日本ではそこまで厳しい措置が取られませんでしたが、国によっては「外出禁止」や「商業施設や娯楽施設の営業禁止(事実上の外出不可)」という措置がとられました。

その場合はオフィスへの出社も禁止されるので、24時間自宅に滞在することになります。

「1人が好き」という人もいるでしょうが、海外で、さらにこの状態が数カ月続く精神的負担はそうとうなものがあります。

引きこもり状態が続いたゆえに心を病むケースもありました。特に赴任したばかりでこのパターンに陥った方は大変だったでしょう。

コロナ禍ゆえのケースと言えるかもしれませんが、海外生活では「孤立」はいつでも起こる可能性があると学ばせてくれるケースです。

 

親の死に目にたちあえず

駐在員、現地採用問わず海外で働いている限り起こり得る最大の悲劇の一つです。

海外で働いていても、まだ通常時であれば緊急帰国で1~2日以内に日本に戻ることは可能です。ただ、コロナ禍ではその選択肢すら与えられなかった人々がいます。

遠く離れた海外で何もできずに、ただ両親が亡くなったという事実だけが伝えられる。近親葬で見送ることもできず。

行き先のない悲しみ、怒りを何度ソーシャルメディアの中で見かけたかわかりません。

もちろん日本国内にいても、親の死に目に立ち会えないこともあります。

ただ海外にいればその確率は非常に高くなるということは認識しておいた方が良いでしょう。

こんなはずじゃなかったと後悔しないために

今回あげたケースはコロナ禍で生じたケースです。今後また起こる可能性があるとは言えません。しかし「可能性がない」とも言えません。

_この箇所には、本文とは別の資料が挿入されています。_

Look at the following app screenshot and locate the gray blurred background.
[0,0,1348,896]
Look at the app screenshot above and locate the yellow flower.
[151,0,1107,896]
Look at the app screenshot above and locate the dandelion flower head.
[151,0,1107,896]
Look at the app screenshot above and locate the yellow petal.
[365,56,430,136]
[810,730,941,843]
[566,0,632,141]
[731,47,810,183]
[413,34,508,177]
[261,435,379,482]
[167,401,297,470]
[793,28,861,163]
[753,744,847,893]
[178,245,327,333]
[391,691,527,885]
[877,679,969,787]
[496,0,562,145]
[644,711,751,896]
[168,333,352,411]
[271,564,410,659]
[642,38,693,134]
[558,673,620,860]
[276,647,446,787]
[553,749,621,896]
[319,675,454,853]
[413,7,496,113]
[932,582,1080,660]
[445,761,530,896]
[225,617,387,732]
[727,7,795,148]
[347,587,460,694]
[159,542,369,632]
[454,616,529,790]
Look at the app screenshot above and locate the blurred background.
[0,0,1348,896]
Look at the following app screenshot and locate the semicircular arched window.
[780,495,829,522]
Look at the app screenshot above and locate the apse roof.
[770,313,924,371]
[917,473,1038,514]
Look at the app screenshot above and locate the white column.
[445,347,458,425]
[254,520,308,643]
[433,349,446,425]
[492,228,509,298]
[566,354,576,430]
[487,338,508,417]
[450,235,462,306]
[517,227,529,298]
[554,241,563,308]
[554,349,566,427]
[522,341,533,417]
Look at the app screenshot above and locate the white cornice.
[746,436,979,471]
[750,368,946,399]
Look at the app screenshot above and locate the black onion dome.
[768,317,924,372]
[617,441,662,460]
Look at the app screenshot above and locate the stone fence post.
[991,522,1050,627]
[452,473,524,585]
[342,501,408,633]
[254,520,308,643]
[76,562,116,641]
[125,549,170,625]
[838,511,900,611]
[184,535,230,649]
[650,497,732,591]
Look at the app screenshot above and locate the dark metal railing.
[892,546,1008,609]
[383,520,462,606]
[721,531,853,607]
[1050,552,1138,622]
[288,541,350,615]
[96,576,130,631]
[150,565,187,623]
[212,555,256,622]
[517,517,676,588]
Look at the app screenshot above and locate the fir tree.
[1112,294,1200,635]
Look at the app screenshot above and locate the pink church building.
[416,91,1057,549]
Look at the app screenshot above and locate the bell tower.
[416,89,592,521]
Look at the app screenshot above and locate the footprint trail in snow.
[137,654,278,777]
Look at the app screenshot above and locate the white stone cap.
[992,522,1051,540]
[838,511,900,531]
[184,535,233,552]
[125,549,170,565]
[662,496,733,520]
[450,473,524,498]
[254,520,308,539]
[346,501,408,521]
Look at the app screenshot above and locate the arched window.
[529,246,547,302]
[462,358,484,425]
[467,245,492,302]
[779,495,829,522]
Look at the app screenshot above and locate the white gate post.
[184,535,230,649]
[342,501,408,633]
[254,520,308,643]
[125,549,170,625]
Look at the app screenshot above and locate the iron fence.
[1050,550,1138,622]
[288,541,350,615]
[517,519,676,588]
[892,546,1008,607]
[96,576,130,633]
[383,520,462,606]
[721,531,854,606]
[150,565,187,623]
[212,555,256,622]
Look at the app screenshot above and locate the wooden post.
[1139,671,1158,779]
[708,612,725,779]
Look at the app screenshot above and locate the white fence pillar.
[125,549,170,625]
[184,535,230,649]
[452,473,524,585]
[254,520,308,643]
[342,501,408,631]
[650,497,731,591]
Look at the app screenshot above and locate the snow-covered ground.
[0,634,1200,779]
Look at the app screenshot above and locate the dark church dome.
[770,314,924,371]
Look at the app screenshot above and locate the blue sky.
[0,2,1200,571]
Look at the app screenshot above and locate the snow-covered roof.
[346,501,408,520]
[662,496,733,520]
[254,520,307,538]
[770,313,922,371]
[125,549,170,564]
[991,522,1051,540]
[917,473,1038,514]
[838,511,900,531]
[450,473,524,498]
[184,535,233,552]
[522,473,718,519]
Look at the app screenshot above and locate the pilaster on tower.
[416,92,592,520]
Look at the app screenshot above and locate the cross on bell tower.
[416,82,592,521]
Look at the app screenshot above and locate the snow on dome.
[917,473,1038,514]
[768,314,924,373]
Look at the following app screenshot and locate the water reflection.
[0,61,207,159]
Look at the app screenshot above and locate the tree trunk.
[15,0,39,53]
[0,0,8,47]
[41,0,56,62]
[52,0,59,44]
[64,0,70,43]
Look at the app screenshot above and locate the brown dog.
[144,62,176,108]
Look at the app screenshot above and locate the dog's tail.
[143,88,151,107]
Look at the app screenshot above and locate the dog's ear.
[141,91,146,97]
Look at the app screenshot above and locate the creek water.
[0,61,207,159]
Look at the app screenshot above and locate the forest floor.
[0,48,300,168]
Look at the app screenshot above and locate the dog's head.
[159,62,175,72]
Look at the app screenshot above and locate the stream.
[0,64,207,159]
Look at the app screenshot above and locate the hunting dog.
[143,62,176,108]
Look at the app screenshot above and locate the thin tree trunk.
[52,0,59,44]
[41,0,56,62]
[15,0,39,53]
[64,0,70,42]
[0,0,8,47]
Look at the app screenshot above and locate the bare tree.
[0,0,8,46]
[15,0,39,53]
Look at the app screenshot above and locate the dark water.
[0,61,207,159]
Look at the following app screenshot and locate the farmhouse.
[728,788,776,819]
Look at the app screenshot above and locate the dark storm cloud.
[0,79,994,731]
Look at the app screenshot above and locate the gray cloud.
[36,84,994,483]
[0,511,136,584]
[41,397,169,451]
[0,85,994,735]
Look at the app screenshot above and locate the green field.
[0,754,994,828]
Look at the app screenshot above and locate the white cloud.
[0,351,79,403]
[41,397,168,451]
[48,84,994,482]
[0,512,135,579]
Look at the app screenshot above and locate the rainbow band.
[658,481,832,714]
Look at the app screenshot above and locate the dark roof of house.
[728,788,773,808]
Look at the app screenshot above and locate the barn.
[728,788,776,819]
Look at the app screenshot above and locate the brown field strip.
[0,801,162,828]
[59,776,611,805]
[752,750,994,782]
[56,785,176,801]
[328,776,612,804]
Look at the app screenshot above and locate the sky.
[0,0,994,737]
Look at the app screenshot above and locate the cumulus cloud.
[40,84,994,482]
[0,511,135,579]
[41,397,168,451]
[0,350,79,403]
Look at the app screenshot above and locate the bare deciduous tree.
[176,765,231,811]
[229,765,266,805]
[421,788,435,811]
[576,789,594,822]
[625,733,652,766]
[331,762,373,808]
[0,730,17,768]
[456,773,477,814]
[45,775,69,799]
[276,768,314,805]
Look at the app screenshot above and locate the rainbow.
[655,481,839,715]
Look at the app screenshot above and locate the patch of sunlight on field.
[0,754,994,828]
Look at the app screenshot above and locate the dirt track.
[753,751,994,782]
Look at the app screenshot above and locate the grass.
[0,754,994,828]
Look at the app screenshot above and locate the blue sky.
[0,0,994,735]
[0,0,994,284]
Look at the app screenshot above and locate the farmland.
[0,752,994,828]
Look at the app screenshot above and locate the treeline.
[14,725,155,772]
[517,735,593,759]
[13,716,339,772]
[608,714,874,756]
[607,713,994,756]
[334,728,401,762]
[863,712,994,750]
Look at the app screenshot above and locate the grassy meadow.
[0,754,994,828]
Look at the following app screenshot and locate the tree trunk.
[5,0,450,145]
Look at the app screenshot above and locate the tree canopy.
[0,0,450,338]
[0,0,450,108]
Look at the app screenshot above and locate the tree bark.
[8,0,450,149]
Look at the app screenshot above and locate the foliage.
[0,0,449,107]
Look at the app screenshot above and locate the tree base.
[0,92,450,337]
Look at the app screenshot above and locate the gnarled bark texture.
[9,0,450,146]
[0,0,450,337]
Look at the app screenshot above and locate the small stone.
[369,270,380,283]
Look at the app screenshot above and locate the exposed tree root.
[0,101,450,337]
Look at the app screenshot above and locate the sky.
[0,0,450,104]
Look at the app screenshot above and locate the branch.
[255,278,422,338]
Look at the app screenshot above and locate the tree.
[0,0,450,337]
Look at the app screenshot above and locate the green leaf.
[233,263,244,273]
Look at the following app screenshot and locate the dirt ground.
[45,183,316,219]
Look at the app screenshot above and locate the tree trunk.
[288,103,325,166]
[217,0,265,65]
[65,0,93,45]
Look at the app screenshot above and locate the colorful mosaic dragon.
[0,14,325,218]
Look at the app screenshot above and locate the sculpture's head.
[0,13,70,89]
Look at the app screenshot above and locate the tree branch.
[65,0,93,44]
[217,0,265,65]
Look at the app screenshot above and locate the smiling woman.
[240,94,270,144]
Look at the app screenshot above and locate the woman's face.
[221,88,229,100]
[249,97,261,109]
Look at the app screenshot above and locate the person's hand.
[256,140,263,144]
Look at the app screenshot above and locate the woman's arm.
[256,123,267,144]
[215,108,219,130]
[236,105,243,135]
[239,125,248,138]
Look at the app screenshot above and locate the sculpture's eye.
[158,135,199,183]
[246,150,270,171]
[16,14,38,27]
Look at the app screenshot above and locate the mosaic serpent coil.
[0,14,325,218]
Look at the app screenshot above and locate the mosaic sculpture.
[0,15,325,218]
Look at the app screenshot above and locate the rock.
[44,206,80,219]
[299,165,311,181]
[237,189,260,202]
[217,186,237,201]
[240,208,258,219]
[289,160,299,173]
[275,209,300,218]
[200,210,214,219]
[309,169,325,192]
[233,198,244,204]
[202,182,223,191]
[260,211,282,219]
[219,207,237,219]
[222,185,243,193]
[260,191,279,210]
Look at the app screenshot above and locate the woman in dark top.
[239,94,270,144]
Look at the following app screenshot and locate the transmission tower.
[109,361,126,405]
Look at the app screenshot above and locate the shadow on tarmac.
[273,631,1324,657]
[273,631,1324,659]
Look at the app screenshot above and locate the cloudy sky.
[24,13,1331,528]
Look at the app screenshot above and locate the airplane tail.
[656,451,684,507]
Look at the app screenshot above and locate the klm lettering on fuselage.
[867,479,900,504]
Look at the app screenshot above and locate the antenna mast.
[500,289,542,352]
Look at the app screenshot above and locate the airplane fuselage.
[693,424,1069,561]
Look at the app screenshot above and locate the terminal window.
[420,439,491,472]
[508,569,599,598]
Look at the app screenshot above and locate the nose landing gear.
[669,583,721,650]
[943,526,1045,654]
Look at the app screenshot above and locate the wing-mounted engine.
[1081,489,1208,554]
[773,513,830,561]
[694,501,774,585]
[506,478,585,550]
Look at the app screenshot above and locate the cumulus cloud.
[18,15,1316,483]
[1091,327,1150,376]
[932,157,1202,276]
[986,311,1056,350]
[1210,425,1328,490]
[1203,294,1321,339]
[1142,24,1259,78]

もちろん、海外で働くのなんて面倒だからやめておけ!と言うつもりはありません。

現在は日本人も積極的に海外へ出て働かなければならない時代になってきています。

ただ、心の片隅に可能性として置いておいていただければと思います。

過去のケースを知っておくことで、有事の際の受け捉え方も変わるかもしれません。